Police in East Haven, Conn., have instituted new measures to improve their poor relationship with the Latino community after a damaging report from the Department of Justice. The success of the new measures could serve as an example for Black communities across the country also plagued by a hostile relationship with the police.
The case seems to show that police departments rarely are able to change on their own, but instead need someone like the DOJ to step in.
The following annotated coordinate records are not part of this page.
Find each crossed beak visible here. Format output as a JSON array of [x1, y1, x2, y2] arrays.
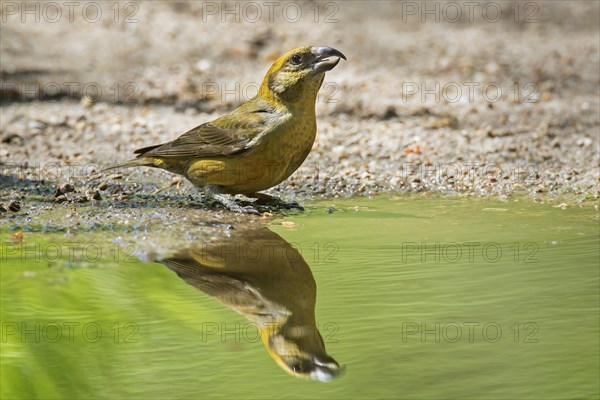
[[312, 47, 346, 73]]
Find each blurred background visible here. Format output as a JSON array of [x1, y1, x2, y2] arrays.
[[0, 1, 600, 399], [0, 1, 600, 201]]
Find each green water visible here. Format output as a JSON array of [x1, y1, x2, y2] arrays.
[[1, 197, 600, 399]]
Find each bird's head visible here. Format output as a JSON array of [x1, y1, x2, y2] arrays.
[[261, 325, 343, 382], [259, 46, 346, 104]]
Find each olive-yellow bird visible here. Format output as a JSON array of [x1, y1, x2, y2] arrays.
[[110, 46, 346, 213]]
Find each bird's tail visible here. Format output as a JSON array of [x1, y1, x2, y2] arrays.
[[102, 157, 155, 172]]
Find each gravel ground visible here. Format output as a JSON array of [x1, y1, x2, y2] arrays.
[[0, 1, 600, 225]]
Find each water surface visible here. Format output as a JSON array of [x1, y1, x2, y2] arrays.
[[1, 197, 600, 399]]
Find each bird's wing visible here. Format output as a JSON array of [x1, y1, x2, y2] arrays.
[[134, 109, 269, 158]]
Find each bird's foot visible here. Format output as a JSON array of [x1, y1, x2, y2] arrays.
[[211, 194, 260, 215], [247, 193, 304, 211]]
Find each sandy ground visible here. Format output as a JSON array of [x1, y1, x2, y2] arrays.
[[0, 1, 600, 216]]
And while the new efforts by police seem to be working, regaining the trust of the community is a slow and arduous process.
But at least it’s a start, which is further along than most Black communities where residents constantly complain that no one is listening.
The DOJ has conducted 20 investigations into police departments across the country over the last five years and has ordered corrective action in 15 of them, according to CBS News.
After the department’s investigation in East Haven, EHPD has been using dashboard cameras, body cameras and microphones. Recent data showed that the rate at which police are searching and using force against Latinos has lowered, according to NPR.
East Haven Lieutenant David Emmerman said that his department has been holding community meetings to try and rebuild trust in “non-confrontational settings,”according to NPR. He hopes that EHPD’s efforts to regain the community’s trust can be a model for other departments in the country.
Cathy Schneider, a criminal justice professor at American University, told NPR that police will regain the trust when they begin looking out for minorities.
“The message can’t be we had this lawsuit, we had this outcome, so we are not going to do racial profiling anymore,” Schneider said. “There has to be positive outreach.”
“There’s still some more changes that need to happen, but they’re most definitely headed in the right direction,” Father James Manship of New Haven’s St. Rose of Lima church told NPR.
Manship said that the Latino community lived in fear of the police.
“The cops brutalized them,” he said. “The police department was totally out of control and out of any kind of accountability to civil authority.”
The 2009 investigation found that the police disproportionally targeted Latinos and failed to hold officers accountable in internal investigations. The DOJ stepped in and came to an agreement with the East Haven Police Department in 2012 to fix the problem.
The Black community can relate to the Latinos in East Haven who still do not completely trust the police. The grand jury decisions that inspired nationwide protests against police brutality led many to lose what little faith they still had in the justice system.
The question remains whether or not interference by the Department of Justice and the installation of cameras on police will be enough.